Così nella seconda parte del volume, dedicata ai problemi della didattica e della formazione, ha particolare risalto il capitolo Articolazioni dell’agire formativo che tratta il nesso interattivo e produttore di significati tra individuo e società, dove si confrontano e si integrano le attività mentali del soggetto e le pratiche socio-culturali dell’ambiente. Qui Cosentino esamina a lungo e in dettaglio i nuclei problematici e teorici relativi ai soggetti, ai contenuti e ai contesti dell’apprendimento, gettando così nuova luce, in particolare, su zone in genere trascurate dalle teorie positivistiche, come la coscienza, l’affettività, le relazioni tra le menti, la pragmatica comunicativa. Gli autori citati in questo capitolo appartengono ad un vasto confronto internazionale di posizioni e di teorie: sono filosofi analitici della logica e del linguaggio, epistemologi e pedagogisti, come Novak, Bateson, Ausubel, Rogoff, Gardner, tra i molti altri.

Sul nesso tra individuo e società si basa inoltre, in un’ottica professionale, la logica secondo la quale deve operare il docente, nel suo “intervenire consapevolmente nel processo per cui un soggetto si forma interiorizzando e rielaborando attivamente le forme di vita ed i significati che circolano nel contesto culturale in cui è situato, partecipando, nello stesso tempo, ai processi di trasformazione di questo stesso contesto” (p. 176).

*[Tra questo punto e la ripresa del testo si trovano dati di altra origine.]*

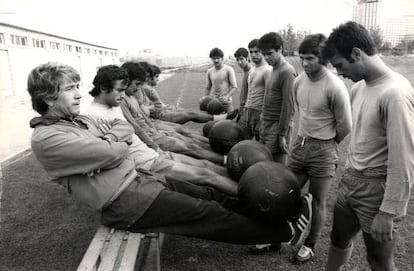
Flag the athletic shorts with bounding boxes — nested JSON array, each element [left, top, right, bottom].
[[149, 151, 175, 175], [152, 133, 177, 150], [333, 168, 403, 233], [259, 120, 293, 154], [287, 136, 338, 178]]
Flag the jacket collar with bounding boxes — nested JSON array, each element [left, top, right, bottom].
[[30, 116, 88, 128]]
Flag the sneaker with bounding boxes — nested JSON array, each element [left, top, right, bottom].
[[227, 109, 239, 120], [288, 193, 312, 245], [295, 245, 314, 263], [249, 243, 282, 255]]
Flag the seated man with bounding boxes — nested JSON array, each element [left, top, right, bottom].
[[84, 65, 237, 196], [87, 64, 224, 164], [28, 63, 312, 250], [129, 62, 237, 124]]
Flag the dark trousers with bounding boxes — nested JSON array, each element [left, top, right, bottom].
[[128, 180, 292, 244]]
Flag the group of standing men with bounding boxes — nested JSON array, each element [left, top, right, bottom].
[[28, 19, 414, 271], [210, 22, 414, 270]]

Seguendo questa logica gli interventi educativi non potranno essere troppo corrivi e indulgenti verso le tendenze informali, intuitive e senza regola, ma nemmeno irrispettosi verso l’autonomia e la creatività dell’alunno. Infatti, piuttosto che alla trasmissione di contenuti, mireranno al loro ordinamento in strutture cognitive significative, seguendo ideali regolativi più che regole prefissate da saperi già strutturati. “Per la didattica, il problema è come accompagnare e sostenere il processo per cui la conoscenza formale disciplinare possa svolgere l’importante funzione di strumento di mediazione simbolica al servizio dello sviluppo e non dell’erudizione fine a se stessa. Non si tratta di rinnegare la conoscenza formale, si tratta di renderla meno separata da quella vitale e di contestualizzarla” (p. 176-7).

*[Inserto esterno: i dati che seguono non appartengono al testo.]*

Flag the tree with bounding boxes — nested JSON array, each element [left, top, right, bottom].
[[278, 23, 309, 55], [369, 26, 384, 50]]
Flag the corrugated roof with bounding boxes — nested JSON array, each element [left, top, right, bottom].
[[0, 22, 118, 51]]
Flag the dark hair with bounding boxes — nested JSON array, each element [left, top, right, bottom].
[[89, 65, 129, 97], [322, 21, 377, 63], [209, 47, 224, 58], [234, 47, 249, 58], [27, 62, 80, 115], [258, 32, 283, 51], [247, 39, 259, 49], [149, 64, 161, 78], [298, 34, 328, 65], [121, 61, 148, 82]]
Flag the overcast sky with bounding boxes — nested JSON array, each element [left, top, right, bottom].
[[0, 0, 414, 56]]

Ma nell’attuale situazione di radicale cambiamento, della società e della scuola, tale che nessun piano operativo appare più praticabile secondo le modalità tradizionali, che siano quelle empiriche e intuitive o siano quelle formalistiche e astratte, i problemi dei docenti sono divenuti più impellenti, e in particolare lo è quello di individuare i mezzi e perfino le conoscenze necessarie per poter ricostruire dalla base procedure, modalità, strumenti professionali. E più mobile e complesso è l’insieme delle relazioni e delle pratiche formative nella società odierna, più occorre possedere elementi di conoscenza, competenze flessibili e multiformi capacità da mettere in gioco sul piano operativo.

Ai docenti gravati da problemi di questa portata Cosentino rivolge, con questo suo studio, soprattutto la proposta di adottare un particolare orientamento teorico-pratico, che se risponde, da una parte, alle premesse teoriche del costruttivismo, dall’altra parte si fa interessante offrendo la prospettiva che l’insegnante assuma l’habitus del ricercatore, finalizzando il suo apparato concettuale teorico, come il corredo o strumentazione tecnica di cui dispone, ai momenti e alle dinamiche dell’azione educativa in un dato contesto.